このセッションの模様は、公開録音され、CDとなって発売されています。

その時、大友さんは、映写室から洩れて来る映写機の音を聴いて、この音ともセッションしようと言いました。
音のない映画である『孤高』は上映していると、映写室から映写機の回る音が聞こえてくるのです。しかもフィルムが掻き落とされて行く音が不規則に、高低に変化するのです。CDにもこの音は、もちろん記録されています。

セッションは、素晴らしいものでした。
リハーサルで映画を見ながら、彼らのセッションを聴いていると、突然涙が溢れ出したのです…。

大友さんとの仕事で、同じような事がありました。
安藤尋監督の『blue』を配給した時、大友さんの映画のための音楽のライヴを、HEADZの佐々木敦さんたちと協力して開きました。
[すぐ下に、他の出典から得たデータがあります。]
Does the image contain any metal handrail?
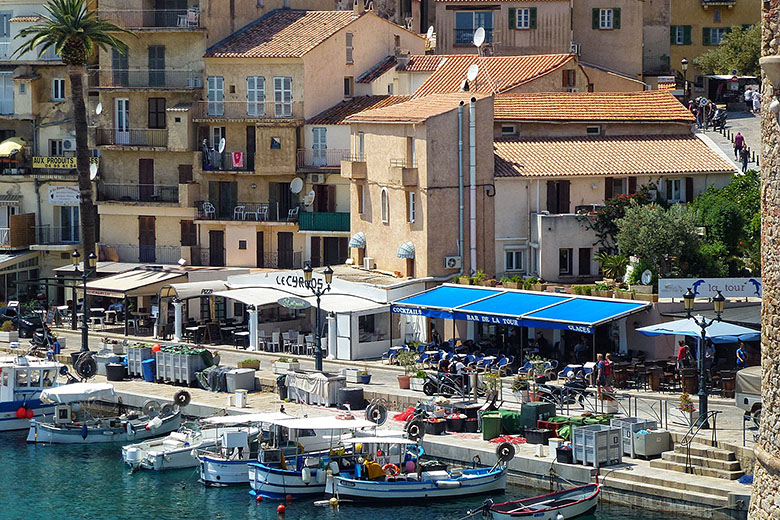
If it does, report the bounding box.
[679,410,721,473]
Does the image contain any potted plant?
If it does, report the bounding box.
[273,357,300,374]
[502,275,522,290]
[533,278,547,291]
[679,392,698,426]
[237,359,260,370]
[410,369,427,391]
[457,276,473,285]
[472,270,487,285]
[0,320,18,343]
[511,376,531,403]
[396,350,416,389]
[342,367,361,383]
[593,282,612,298]
[360,367,371,384]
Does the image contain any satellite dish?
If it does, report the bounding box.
[641,270,652,285]
[95,102,102,115]
[218,137,226,154]
[290,177,304,194]
[303,190,316,207]
[426,25,434,40]
[466,64,479,83]
[89,163,98,180]
[473,27,485,48]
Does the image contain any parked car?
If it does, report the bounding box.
[735,366,761,426]
[0,307,45,338]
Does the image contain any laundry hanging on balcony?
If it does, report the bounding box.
[232,152,244,169]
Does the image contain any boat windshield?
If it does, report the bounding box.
[42,369,55,387]
[16,370,28,387]
[30,369,41,387]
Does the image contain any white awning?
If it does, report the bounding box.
[212,287,298,307]
[341,436,416,445]
[55,261,145,275]
[304,293,386,313]
[201,412,293,426]
[40,383,115,404]
[160,280,229,301]
[86,269,187,299]
[280,416,376,430]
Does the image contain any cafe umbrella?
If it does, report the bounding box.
[636,318,759,344]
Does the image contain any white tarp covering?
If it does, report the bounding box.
[736,366,761,396]
[40,382,115,404]
[201,412,293,426]
[279,415,376,431]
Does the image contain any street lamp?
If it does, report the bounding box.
[72,250,97,353]
[681,57,689,104]
[303,263,333,372]
[683,288,725,428]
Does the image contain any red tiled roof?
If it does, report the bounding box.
[494,91,695,122]
[412,54,574,97]
[398,54,448,72]
[307,95,411,125]
[494,135,736,178]
[357,56,397,83]
[436,0,564,2]
[346,92,487,123]
[205,10,360,58]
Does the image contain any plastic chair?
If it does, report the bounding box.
[287,207,299,221]
[202,201,216,219]
[495,357,511,377]
[271,331,281,352]
[233,205,245,220]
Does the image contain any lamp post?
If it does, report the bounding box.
[683,288,725,428]
[72,250,97,353]
[303,264,333,372]
[681,57,689,104]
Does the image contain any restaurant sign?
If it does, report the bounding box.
[658,278,762,299]
[48,185,80,205]
[277,296,311,310]
[33,156,99,169]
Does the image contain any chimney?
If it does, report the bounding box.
[396,51,410,69]
[353,0,365,15]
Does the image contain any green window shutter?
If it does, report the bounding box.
[592,8,599,29]
[530,7,537,29]
[670,26,676,44]
[613,8,620,29]
[703,27,711,46]
[508,8,516,29]
[683,25,691,45]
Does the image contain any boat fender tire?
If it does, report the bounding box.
[160,403,174,417]
[406,418,425,442]
[173,390,191,407]
[472,455,481,468]
[383,463,399,477]
[142,400,162,417]
[76,357,97,379]
[367,403,387,425]
[496,442,515,463]
[59,365,69,376]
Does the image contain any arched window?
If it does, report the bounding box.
[380,188,389,223]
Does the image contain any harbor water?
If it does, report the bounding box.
[0,431,667,520]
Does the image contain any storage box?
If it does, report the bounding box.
[572,424,622,469]
[127,346,154,377]
[526,428,554,445]
[341,368,361,384]
[632,429,671,458]
[519,402,556,429]
[226,368,256,393]
[610,417,658,458]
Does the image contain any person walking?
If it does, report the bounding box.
[734,132,744,160]
[753,91,761,114]
[595,353,606,399]
[744,88,753,113]
[677,340,690,371]
[740,146,750,173]
[736,342,747,369]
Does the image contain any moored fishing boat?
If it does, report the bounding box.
[487,483,600,520]
[0,355,64,431]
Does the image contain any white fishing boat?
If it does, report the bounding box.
[248,415,378,499]
[26,383,182,444]
[488,483,600,519]
[0,355,64,431]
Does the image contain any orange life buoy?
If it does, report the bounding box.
[382,463,399,477]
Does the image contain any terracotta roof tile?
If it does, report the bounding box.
[412,54,574,97]
[494,91,695,122]
[205,10,360,59]
[436,0,564,2]
[357,56,397,83]
[346,92,487,123]
[494,135,736,178]
[307,95,411,124]
[398,54,448,72]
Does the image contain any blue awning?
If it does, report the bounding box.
[391,284,651,334]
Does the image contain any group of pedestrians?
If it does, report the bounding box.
[745,88,761,114]
[733,131,751,172]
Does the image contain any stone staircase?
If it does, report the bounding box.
[649,442,745,480]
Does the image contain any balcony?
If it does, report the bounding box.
[34,225,80,245]
[196,201,300,223]
[197,151,254,174]
[87,69,202,90]
[95,128,168,148]
[454,28,493,46]
[100,184,179,203]
[98,8,201,29]
[340,154,366,180]
[298,212,350,232]
[296,149,348,170]
[112,244,184,264]
[390,158,418,186]
[192,100,304,121]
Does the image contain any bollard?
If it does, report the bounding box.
[752,151,756,163]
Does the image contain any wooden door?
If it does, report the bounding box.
[277,232,293,268]
[310,236,321,267]
[209,230,225,266]
[139,158,154,201]
[323,237,339,266]
[315,185,335,213]
[138,216,156,262]
[246,126,256,171]
[148,45,165,87]
[256,231,264,267]
[578,247,591,276]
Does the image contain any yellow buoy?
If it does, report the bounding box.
[329,497,339,507]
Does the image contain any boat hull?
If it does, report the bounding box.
[490,484,600,520]
[0,400,56,431]
[248,462,328,499]
[199,456,250,486]
[26,413,181,444]
[331,467,507,501]
[123,429,232,471]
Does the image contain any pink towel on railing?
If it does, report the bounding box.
[232,152,244,168]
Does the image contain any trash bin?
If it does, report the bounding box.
[105,363,125,382]
[141,359,156,383]
[647,367,663,391]
[556,446,573,464]
[481,412,502,441]
[277,375,288,400]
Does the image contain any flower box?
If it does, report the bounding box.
[629,284,653,294]
[273,361,299,374]
[615,290,635,300]
[237,359,260,370]
[479,279,498,287]
[634,292,658,302]
[410,377,426,391]
[342,368,361,383]
[457,277,473,285]
[502,281,521,290]
[532,284,547,292]
[0,331,19,343]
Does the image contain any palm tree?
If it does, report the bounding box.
[14,0,132,260]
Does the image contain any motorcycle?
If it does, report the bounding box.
[536,377,591,408]
[422,371,485,398]
[710,108,727,130]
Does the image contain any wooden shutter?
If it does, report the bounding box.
[148,97,166,129]
[613,8,620,29]
[685,177,694,202]
[546,181,558,214]
[180,220,196,246]
[178,164,193,184]
[310,236,321,267]
[628,176,637,195]
[703,27,711,46]
[670,26,676,44]
[529,7,537,29]
[604,177,613,200]
[558,180,570,213]
[592,8,599,29]
[683,25,692,45]
[508,8,516,29]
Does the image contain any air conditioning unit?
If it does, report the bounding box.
[310,173,325,184]
[363,257,375,270]
[444,256,462,270]
[62,139,76,151]
[570,42,581,56]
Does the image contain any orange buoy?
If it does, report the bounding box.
[285,494,293,502]
[255,496,262,503]
[16,407,26,419]
[26,408,34,419]
[277,504,286,514]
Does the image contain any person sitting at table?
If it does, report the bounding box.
[437,356,450,373]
香港映画のための音楽、そして、安藤尋監督の作品のための音楽、そしてもちろん『blue』のための音楽を演奏した時、ふと振り返ると、宣伝部の、しかも大友さんの音楽をいつも聴いているわけではない女の子たち二人が、目に涙をいっぱい溜めて立ち竦んでいるのです…。
『blue』のサウンドトラックは名盤だと思います。

そして、大友さんの仕事からは、いつも多くの刺激を受けます。
そのひとつを、この文脈で取り出せば、『blue』の音楽には、ミュージシャンのほかにも原作の魚喃キリコさんをはじめとする非-ミュージシャンが多く参加しました。そして、知的に障害のある人たちとのセッション“音の海”(この音遊びの会によるCDは、横浜聡子監督『ジャーマン+雨』の音楽に使用されました)なども、同じ発想の圏内の試みなのかもしれません。
それは、単純化し過ぎることを畏れずに言えば、「いい楽器を使用している」「高い演奏技術を持っている」ということと「いい音楽である」ことはイコールではない、ということだと思います。『blue』での演奏を観た時に、これは、大友さんの“革命”が始まった、と思ったのです。

映画にも同じ事が言えます。
素晴らしいCGが使用されていること、凄い音のシステムを使用しているという事、デジタルの技術を駆使していること、クリアで綺麗な映像(それはほんとうに“美しい”のでしょうか?)であることと、「いい映画である」ことはイコールではありません。

フィリップ・ガレル監督は、そのことを“資本の罠”だとして、最も警戒しているひとりでもありました。